Swedish Jazz pianist Esbjörn Svensson (1964 – 2008) died prematurely five years ago today at the young age of 44. The magnificent “From Gagarin’s point of view” stands out as one of the trio’s most recognizable ballads. It also featured on the trio’s eponymous 1999 recording, their first international breakthrough album to be released outside Sweden on the German label ACT Music. Playing a wonderful hybrid jazz music influenced by compatriot Jan Johansson of course but also by classical, pop, rock and techno music, constantly experimenting with and distorting sound, the trio definitely brought jazz (or “a vision of what it can be” as the New York Times once put it) to an entirely new audience.

EST From Gagarin's point of view
EST – From Gagarin’s point of view (1999)

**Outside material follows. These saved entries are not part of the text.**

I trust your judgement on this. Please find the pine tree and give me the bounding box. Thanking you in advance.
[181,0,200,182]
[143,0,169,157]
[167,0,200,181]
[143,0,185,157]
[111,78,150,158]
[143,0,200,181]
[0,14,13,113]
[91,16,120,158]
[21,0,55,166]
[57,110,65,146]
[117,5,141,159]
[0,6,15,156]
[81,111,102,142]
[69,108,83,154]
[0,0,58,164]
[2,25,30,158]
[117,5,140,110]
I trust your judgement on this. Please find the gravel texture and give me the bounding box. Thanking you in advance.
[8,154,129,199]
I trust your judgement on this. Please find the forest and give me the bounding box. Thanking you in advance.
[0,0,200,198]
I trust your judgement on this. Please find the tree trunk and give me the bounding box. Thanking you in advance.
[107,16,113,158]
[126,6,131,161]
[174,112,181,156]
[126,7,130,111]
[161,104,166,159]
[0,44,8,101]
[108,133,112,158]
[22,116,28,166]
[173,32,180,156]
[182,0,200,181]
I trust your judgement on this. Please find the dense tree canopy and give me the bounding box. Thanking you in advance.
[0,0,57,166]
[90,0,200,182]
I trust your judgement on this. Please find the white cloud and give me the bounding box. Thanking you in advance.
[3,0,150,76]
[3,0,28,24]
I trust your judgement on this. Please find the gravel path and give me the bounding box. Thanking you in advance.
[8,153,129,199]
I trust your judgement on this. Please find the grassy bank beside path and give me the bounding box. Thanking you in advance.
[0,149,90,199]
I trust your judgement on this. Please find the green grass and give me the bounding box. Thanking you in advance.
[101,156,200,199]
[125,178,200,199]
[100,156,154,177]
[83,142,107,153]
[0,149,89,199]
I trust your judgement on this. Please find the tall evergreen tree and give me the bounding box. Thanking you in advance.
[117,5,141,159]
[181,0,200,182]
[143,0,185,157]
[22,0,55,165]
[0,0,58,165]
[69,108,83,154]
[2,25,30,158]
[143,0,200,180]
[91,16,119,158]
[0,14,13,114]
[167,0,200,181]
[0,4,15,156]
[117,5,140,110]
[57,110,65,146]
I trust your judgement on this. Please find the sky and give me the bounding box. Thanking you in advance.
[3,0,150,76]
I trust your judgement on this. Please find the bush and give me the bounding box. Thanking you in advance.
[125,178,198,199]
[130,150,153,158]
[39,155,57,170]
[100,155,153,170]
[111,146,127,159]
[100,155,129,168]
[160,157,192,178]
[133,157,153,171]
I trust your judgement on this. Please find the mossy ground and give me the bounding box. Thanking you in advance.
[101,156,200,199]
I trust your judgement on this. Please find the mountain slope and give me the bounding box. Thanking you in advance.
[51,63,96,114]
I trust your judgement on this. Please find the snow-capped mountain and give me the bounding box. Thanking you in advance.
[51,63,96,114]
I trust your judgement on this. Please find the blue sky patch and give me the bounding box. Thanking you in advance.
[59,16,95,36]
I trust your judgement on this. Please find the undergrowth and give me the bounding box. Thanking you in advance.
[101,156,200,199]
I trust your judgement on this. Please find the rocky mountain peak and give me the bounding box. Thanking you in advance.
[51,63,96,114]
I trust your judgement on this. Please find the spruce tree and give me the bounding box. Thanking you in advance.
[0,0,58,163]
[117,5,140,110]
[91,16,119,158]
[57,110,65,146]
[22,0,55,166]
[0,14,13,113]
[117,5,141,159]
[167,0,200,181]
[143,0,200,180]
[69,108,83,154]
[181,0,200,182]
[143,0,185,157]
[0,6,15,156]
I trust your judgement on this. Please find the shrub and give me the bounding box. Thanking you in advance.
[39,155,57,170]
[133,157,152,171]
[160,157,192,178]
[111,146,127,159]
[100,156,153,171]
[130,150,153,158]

In a 2006 interview published posthumously in All About Jazz, Esbjörn Svensson had this fascinating insight while discussing the meaning of music and the notion of time:

I think music is a way of being, it’s like being kind of a god, to create a universe, to create time, to create the stars, and to create an end. When you start playing, the world, the universe could be beginning, and it could be filled with anything, and it lasts as long as the music lasts. When the music finished, that is it. It’s a specific time that you create within time, within our reality; you create another universe with the piece of music you’re playing. We are kind of creators, all of us when we are playing music or are listening to music.